Question

Find dy/dx x=a(cost +sint) , y=a(sint-cost)​

Answer 1

Answer:

$\begin{aligned} \frac{dy}{dx} &= \frac{\cos(t) + \sin(t)}{\cos(t) - \sin(t)} \end{aligned}$ given that $a \ne 0$ and that $\cos(t) - \sin(t) \ne 0$.

Step-by-step explanation:

The relation between the $y$ and the $x$ in this question is given by parametric equations (with $t$ as the parameter.)

Make use of the fact that:

$\begin{aligned} \frac{dy}{dx} = \quad \text{ \frac{dy/dt}{dx/dt} given that \frac{dx}{dt} \ne 0 } \end{aligned}$.

Find $\begin{aligned} \frac{dx}{dt} \end{aligned}$ and $\begin{aligned} \frac{dy}{dt} \end{aligned}$ as follows:

$\begin{aligned} \frac{dx}{dt} &= \frac{d}{dt} [a\, (\cos(t) + \sin(t))] \\ &= a\, (-\sin(t) + \cos(t)) \\ &= a\, (\cos(t) - \sin(t))\end{aligned}$.

$\begin{aligned} \frac{dx}{dt} \ne 0 \end{aligned}$ as long as $a \ne 0$ and $\cos(t) - \sin(t) \ne 0$.

$\begin{aligned} \frac{dy}{dt} &= \frac{d}{dt} [a\, (\sin(t) - \cos(t))] \\ &= a\, (\cos(t) - (-\sin(t))) \\ &= a\, (\cos(t) + \sin(t))\end{aligned}$.

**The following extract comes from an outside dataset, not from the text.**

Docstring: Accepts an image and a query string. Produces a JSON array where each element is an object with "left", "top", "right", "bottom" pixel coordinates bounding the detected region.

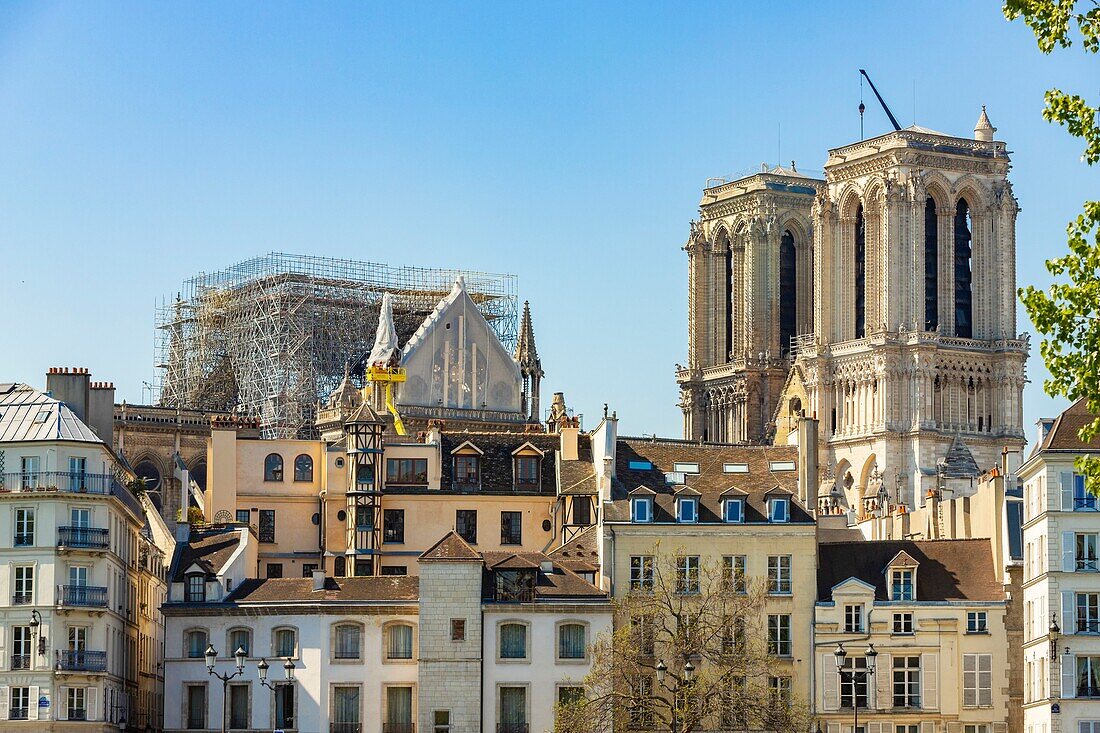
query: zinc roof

Calculate $\begin{aligned} \frac{dy}{dx} \end{aligned}$ using the fact that $\begin{aligned} \frac{dy}{dx} = \text{ \frac{dy/dt}{dx/dt} given that \frac{dx}{dt} \ne 0 } \end{aligned}$. Assume that $a \ne 0$ and $\cos(t) - \sin(t) \ne 0$:

$\begin{aligned} \frac{dy}{dx} &= \frac{dy/dt}{dx/dt} \\ &= \frac{a\, (\cos(t) + \sin(t))}{a\, (\cos(t) - \sin(t))} \\ &= \frac{\cos(t) + \sin(t)}{\cos(t) - \sin(t)}\end{aligned}$.